Car audio voice control system based on UniSpeech-SDA80D51

At present, China's body electronic voice control is mainly concentrated on the application of car navigation systems, and the application of voice recognition technology in body electronics has not been fully exerted. This paper presents for the first time a design scheme of a non-specific human car audio voice control system composed of a dedicated voice processing chip UniSpeech-SDA80D51 as the core, and realizes the development of the system prototype.

1 Car audio voice control system

The system is composed of modules such as voice collection, voice recognition, control drive and car audio. The main functions completed by the system are: the voice collection module is used to collect the voice command signal issued by the driver, and the A / D conversion of the signal is realized by the voice recognition module. And perform voice recognition processing on the converted digital signal, and finally output the coded entry corresponding to the voice command. The control module logically analyzes and processes the received coded entry and generates a corresponding control signal to drive the car audio action instead Driver's manual operation.

1.1 Voice recognition module

The speech recognition module is mainly composed of UniSpeech-SDA80D51 chip and peripheral circuits.

SDA80D51 is a newly-introduced high-integration SoC chip specially designed for speech recognition and speech processing applications by German Infineon. Its basic structure is shown in Figure 1.

11.jpg

As can be seen from Figure 1, SDA80D51 integrates components such as direct dual-access fast SRAM, 2-channel ADC and 2-channel DAC, multiple communication interfaces and general GPIO. The SDA80D51 working mode uses M8051 as the main control chip, which mainly completes the system configuration and the control of SPI, PWM, I2C, GPIO and other interfaces, as well as the transmission of voice data; DSP core OAK is a coprocessor that completes voice recognition algorithms and voice codec algorithms Wait for voice processing.

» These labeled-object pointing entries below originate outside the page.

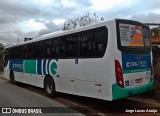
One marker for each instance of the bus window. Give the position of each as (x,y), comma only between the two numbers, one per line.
(72,45)
(100,42)
(48,48)
(29,51)
(55,49)
(86,42)
(63,47)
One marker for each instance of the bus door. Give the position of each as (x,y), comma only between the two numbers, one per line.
(134,66)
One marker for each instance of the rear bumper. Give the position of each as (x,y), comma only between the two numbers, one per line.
(118,92)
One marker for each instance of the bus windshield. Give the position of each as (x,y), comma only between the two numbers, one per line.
(133,37)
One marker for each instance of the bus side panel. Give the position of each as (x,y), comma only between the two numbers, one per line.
(70,74)
(6,71)
(108,63)
(92,77)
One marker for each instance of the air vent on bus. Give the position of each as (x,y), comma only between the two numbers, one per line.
(119,75)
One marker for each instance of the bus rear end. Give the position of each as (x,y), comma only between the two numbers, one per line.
(133,70)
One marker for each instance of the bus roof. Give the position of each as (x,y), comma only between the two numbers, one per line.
(59,33)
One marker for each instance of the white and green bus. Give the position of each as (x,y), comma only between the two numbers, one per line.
(109,60)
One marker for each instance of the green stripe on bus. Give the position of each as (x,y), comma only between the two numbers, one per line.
(118,92)
(136,70)
(30,66)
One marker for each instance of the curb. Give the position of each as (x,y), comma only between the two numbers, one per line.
(146,100)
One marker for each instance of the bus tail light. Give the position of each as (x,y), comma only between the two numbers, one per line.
(119,75)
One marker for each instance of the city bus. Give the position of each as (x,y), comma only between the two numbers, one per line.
(108,60)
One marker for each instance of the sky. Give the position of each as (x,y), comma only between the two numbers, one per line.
(32,18)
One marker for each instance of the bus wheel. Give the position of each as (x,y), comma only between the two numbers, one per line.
(49,87)
(12,81)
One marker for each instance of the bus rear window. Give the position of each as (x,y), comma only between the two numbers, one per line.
(132,35)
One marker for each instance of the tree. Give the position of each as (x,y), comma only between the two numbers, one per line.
(82,21)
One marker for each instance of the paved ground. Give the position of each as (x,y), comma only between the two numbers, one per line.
(20,98)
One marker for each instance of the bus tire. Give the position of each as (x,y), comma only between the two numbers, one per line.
(49,87)
(11,77)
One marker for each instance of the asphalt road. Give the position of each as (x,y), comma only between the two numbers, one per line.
(21,99)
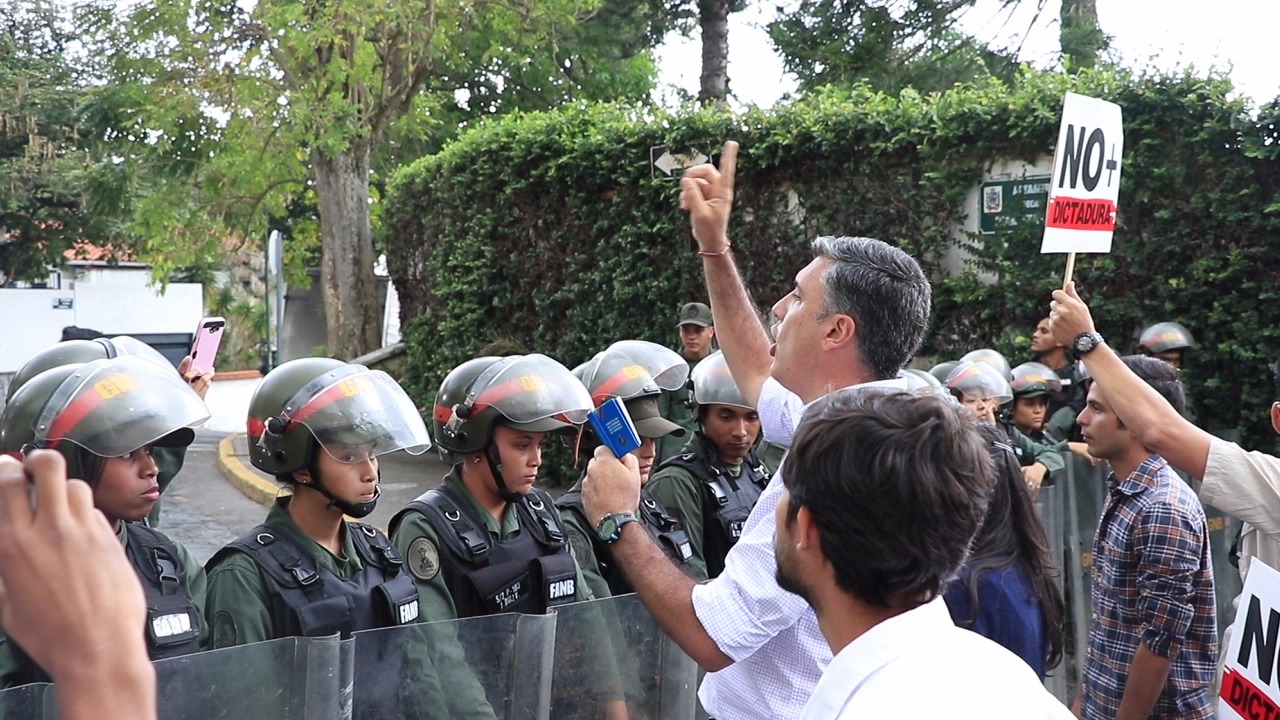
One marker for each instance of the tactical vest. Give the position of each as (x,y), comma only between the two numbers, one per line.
(526,573)
(727,501)
(173,620)
(656,519)
(310,600)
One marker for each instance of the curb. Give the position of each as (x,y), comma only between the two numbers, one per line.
(250,483)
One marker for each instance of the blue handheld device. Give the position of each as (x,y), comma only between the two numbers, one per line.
(613,425)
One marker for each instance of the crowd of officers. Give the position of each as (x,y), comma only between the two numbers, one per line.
(485,541)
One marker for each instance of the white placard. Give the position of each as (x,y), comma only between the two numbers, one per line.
(1251,678)
(1084,187)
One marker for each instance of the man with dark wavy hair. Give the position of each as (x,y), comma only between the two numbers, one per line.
(885,492)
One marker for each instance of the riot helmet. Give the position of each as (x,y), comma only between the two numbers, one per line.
(991,358)
(73,351)
(315,402)
(105,408)
(1032,379)
(1165,337)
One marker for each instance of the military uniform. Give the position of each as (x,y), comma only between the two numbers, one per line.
(419,541)
(174,586)
(709,499)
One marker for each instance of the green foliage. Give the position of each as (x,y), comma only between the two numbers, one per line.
(886,44)
(549,229)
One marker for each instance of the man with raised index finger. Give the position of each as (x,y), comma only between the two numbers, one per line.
(855,315)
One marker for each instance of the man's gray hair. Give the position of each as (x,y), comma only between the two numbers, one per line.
(886,294)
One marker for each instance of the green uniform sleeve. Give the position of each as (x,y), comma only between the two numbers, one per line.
(419,545)
(236,604)
(584,555)
(677,491)
(1037,452)
(196,586)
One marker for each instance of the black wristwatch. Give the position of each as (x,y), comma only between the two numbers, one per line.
(1086,342)
(611,525)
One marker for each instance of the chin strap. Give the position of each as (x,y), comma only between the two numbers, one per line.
(494,459)
(352,509)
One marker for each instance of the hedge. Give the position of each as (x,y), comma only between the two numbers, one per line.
(549,229)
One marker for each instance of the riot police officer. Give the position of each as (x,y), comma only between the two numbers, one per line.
(1168,341)
(106,418)
(982,388)
(168,459)
(318,425)
(713,484)
(626,372)
(488,541)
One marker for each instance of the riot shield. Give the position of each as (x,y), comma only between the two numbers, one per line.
(27,702)
(497,666)
(611,651)
(289,678)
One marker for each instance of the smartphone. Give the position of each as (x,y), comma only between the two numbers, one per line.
(204,346)
(613,425)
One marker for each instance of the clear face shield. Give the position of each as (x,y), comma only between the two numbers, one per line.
(357,414)
(112,408)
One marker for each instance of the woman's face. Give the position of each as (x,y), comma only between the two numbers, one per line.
(128,486)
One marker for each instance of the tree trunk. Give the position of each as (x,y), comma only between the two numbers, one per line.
(1079,33)
(713,19)
(352,305)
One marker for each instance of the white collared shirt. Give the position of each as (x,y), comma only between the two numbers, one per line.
(920,665)
(771,634)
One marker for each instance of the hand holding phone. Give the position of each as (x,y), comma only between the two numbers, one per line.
(613,425)
(204,346)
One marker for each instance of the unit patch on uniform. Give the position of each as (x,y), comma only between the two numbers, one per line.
(224,629)
(424,559)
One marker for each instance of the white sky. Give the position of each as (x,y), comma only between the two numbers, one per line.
(1162,33)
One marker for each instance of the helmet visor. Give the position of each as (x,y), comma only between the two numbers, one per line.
(530,388)
(112,408)
(668,369)
(979,381)
(356,413)
(713,384)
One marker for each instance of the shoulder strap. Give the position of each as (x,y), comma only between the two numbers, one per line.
(156,556)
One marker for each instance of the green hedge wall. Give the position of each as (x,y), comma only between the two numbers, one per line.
(548,229)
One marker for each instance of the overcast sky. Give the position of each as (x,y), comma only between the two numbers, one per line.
(1239,35)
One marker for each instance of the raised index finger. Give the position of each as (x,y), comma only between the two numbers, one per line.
(728,163)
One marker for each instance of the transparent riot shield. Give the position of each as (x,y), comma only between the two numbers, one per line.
(612,651)
(487,668)
(27,702)
(1048,507)
(1084,493)
(286,679)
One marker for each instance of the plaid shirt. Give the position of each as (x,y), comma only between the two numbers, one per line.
(1152,583)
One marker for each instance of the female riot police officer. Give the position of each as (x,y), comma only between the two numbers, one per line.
(318,425)
(106,418)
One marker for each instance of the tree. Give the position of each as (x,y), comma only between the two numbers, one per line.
(251,106)
(888,44)
(55,188)
(1080,35)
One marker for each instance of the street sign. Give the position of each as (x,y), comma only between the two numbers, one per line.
(1084,187)
(1006,204)
(663,160)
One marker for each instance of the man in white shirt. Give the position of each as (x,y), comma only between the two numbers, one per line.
(1244,484)
(883,496)
(855,317)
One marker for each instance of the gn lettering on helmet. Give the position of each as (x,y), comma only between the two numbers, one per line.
(561,588)
(113,386)
(508,597)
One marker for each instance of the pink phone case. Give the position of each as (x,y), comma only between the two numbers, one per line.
(204,347)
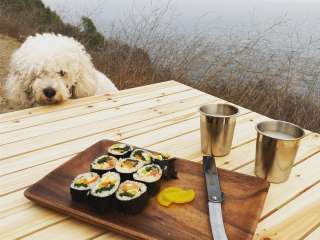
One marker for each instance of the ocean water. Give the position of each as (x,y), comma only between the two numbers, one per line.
(287,29)
(286,23)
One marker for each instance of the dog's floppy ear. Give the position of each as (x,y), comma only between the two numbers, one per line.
(17,90)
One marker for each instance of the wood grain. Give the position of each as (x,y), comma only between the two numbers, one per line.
(244,198)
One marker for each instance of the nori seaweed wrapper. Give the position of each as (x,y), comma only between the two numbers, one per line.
(125,154)
(134,205)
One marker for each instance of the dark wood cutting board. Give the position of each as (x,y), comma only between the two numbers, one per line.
(244,199)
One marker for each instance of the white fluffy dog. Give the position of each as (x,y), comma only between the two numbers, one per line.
(50,68)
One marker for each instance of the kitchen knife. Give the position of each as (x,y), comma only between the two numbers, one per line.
(215,198)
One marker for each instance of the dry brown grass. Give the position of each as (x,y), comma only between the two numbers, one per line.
(252,74)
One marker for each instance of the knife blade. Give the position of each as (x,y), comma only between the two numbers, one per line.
(215,198)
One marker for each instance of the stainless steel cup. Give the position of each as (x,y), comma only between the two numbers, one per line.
(276,149)
(217,122)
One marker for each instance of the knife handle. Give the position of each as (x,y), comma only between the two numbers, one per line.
(214,191)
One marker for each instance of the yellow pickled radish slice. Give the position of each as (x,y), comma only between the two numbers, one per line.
(183,196)
(160,198)
(162,201)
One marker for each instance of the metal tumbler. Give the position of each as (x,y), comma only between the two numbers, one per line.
(276,148)
(217,123)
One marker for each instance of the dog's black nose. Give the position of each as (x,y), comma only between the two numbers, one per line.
(49,92)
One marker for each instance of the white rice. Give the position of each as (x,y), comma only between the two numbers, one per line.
(118,145)
(127,170)
(95,164)
(140,177)
(142,187)
(108,175)
(85,175)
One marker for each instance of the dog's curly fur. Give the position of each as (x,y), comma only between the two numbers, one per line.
(52,61)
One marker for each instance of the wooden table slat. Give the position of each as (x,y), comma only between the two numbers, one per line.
(30,112)
(160,116)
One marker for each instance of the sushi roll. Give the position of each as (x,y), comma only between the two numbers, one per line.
(101,196)
(131,197)
(120,150)
(142,155)
(167,165)
(81,185)
(103,164)
(150,175)
(126,167)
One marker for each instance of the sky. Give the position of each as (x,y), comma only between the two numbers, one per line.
(300,19)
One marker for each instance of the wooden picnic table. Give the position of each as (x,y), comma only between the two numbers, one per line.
(162,117)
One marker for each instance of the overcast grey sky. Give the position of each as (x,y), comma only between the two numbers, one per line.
(242,17)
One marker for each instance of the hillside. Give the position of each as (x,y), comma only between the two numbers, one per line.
(7,46)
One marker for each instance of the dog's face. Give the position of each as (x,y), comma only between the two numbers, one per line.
(52,86)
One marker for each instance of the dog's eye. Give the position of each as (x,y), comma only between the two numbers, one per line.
(62,73)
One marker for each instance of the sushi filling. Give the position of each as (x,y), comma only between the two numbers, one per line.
(85,181)
(119,149)
(141,155)
(104,162)
(161,156)
(129,190)
(107,185)
(128,165)
(148,173)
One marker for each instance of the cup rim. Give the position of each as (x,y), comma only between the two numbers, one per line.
(220,116)
(285,122)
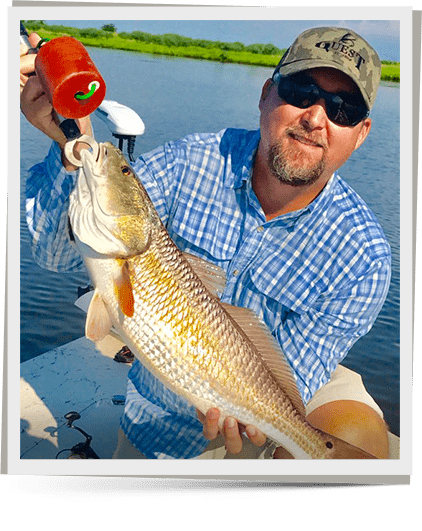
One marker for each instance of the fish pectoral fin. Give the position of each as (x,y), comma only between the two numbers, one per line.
(270,351)
(98,322)
(212,276)
(123,291)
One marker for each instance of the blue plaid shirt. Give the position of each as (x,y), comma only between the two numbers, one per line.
(318,276)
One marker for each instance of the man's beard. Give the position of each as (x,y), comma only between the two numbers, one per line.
(284,164)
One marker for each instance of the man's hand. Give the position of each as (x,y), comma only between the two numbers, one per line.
(232,431)
(36,106)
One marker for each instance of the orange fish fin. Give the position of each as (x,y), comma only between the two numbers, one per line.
(270,351)
(123,291)
(212,276)
(98,322)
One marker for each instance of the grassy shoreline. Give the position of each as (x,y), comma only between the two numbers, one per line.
(390,71)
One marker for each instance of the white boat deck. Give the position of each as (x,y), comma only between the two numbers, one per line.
(74,377)
(82,377)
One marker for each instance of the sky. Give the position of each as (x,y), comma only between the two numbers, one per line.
(383,35)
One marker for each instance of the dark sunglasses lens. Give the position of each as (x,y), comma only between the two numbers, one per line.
(303,94)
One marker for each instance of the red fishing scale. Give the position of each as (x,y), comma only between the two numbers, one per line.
(69,77)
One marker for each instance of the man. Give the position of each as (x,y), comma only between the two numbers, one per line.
(298,245)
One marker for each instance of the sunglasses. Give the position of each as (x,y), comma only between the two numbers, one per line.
(301,91)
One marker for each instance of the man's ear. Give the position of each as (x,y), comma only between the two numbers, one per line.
(364,132)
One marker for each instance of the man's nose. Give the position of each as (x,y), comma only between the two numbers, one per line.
(315,116)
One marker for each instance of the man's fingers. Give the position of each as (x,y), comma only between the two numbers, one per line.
(232,436)
(211,424)
(256,436)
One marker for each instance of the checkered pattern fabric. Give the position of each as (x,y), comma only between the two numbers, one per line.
(318,277)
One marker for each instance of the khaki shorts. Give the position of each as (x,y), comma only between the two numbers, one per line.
(344,385)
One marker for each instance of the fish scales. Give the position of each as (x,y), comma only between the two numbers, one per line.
(190,342)
(178,329)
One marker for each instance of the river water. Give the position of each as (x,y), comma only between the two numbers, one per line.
(175,97)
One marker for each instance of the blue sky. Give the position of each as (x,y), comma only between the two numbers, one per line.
(383,35)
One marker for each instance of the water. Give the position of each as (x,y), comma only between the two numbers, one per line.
(175,97)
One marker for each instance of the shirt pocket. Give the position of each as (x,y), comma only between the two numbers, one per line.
(202,227)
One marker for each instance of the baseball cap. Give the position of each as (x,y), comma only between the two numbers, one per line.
(338,48)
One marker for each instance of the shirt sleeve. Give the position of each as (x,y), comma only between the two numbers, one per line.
(316,341)
(48,188)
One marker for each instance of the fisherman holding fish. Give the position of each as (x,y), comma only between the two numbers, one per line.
(297,245)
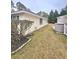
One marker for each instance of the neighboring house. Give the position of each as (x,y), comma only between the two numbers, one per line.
(28,21)
(61,25)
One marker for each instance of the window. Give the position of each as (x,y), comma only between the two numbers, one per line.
(17,17)
(41,21)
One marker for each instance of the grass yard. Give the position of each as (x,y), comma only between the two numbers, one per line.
(45,44)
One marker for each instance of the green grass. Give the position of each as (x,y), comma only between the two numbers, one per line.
(45,44)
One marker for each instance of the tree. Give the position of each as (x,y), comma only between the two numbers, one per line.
(56,14)
(63,11)
(20,6)
(51,17)
(12,4)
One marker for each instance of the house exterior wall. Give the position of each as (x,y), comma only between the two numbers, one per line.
(36,22)
(62,19)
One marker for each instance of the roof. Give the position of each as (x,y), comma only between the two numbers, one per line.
(19,12)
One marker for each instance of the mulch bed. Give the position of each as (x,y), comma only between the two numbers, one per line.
(17,40)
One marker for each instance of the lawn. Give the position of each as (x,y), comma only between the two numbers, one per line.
(45,44)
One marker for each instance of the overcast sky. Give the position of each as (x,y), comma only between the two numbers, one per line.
(43,5)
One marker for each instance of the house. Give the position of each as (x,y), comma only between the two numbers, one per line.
(61,25)
(28,22)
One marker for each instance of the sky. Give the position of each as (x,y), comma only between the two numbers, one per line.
(43,5)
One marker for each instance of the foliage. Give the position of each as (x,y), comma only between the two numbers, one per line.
(52,16)
(20,6)
(12,3)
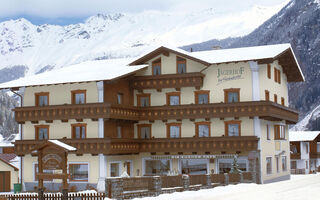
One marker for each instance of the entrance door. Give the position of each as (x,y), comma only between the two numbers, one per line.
(5,181)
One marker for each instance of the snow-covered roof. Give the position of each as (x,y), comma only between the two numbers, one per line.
(296,136)
(254,53)
(63,145)
(84,72)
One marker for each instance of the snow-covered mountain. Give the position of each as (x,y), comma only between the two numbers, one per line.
(26,49)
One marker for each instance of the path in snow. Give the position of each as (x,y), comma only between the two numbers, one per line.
(300,187)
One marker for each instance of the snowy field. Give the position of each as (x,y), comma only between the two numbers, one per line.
(300,187)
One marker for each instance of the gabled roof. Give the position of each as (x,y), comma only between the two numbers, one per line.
(97,70)
(297,136)
(262,54)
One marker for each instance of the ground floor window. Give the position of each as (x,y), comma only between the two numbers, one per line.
(79,172)
(269,165)
(114,169)
(157,167)
(194,166)
(226,164)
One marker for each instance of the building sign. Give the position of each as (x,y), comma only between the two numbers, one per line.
(52,161)
(225,75)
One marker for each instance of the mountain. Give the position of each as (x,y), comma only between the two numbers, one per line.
(298,23)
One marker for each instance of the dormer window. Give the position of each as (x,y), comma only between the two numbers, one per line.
(181,65)
(42,98)
(78,96)
(156,67)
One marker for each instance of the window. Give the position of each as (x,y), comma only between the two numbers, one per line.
(157,167)
(202,97)
(79,131)
(277,75)
(267,94)
(279,132)
(78,96)
(231,95)
(173,98)
(143,100)
(174,130)
(144,131)
(284,163)
(42,132)
(42,98)
(269,165)
(275,97)
(277,164)
(268,132)
(119,98)
(202,129)
(46,171)
(156,67)
(119,132)
(269,71)
(114,169)
(181,65)
(78,172)
(232,128)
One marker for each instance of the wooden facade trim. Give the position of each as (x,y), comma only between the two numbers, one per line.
(139,126)
(226,92)
(159,82)
(202,123)
(73,126)
(198,92)
(169,94)
(139,96)
(114,146)
(73,95)
(38,94)
(37,127)
(173,124)
(226,126)
(263,109)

The unspecified person's voice signal is input by the directional pickup, undergoes A / D conversion through the internal data collection module of SDA80D51, and then undergoes the preprocessing of the recognition program, endpoint detection, feature parameter extraction, template matching and other processing, selects the closest in the recognition vocabulary The serial number of the entry is used as the recognition result, and the recognition result is output through the GPIO port.

1.2 Control drive module

The control and driving module is composed of MCU, analog switch and peripheral circuit. The module is mainly used to receive the speech recognition result, perform logic analysis and processing on the coded entry signal, and generate the corresponding function control signal to drive the sound action through the analog switch circuit. Among them, MCU selects AT89S51 product from American ATMEL company, which combines the characteristics of AT89S51 output I / O signal voltage and the characteristics of the SL1102C1 audio control panel resistive shunt keyboard circuit, and it is determined to use the relay to simulate the closing and opening actions of the SL1102C1 control panel keys. The schematic diagram of AT89S51 and relay analog switch circuit is shown in Figure 2.

22.jpg

1.3 Audio module

This design is based on SL1102C1 car audio. SL1102C1 is a car audio specially designed for mid-range cars, with MP3 playback, radio and time display functions. Currently, it is widely used in JAC Tongyue cars. The SL1102C1 front panel has a total of 15 buttons such as power on / off, mute, sound effects, play / pause, and a coding switch for adjusting the volume.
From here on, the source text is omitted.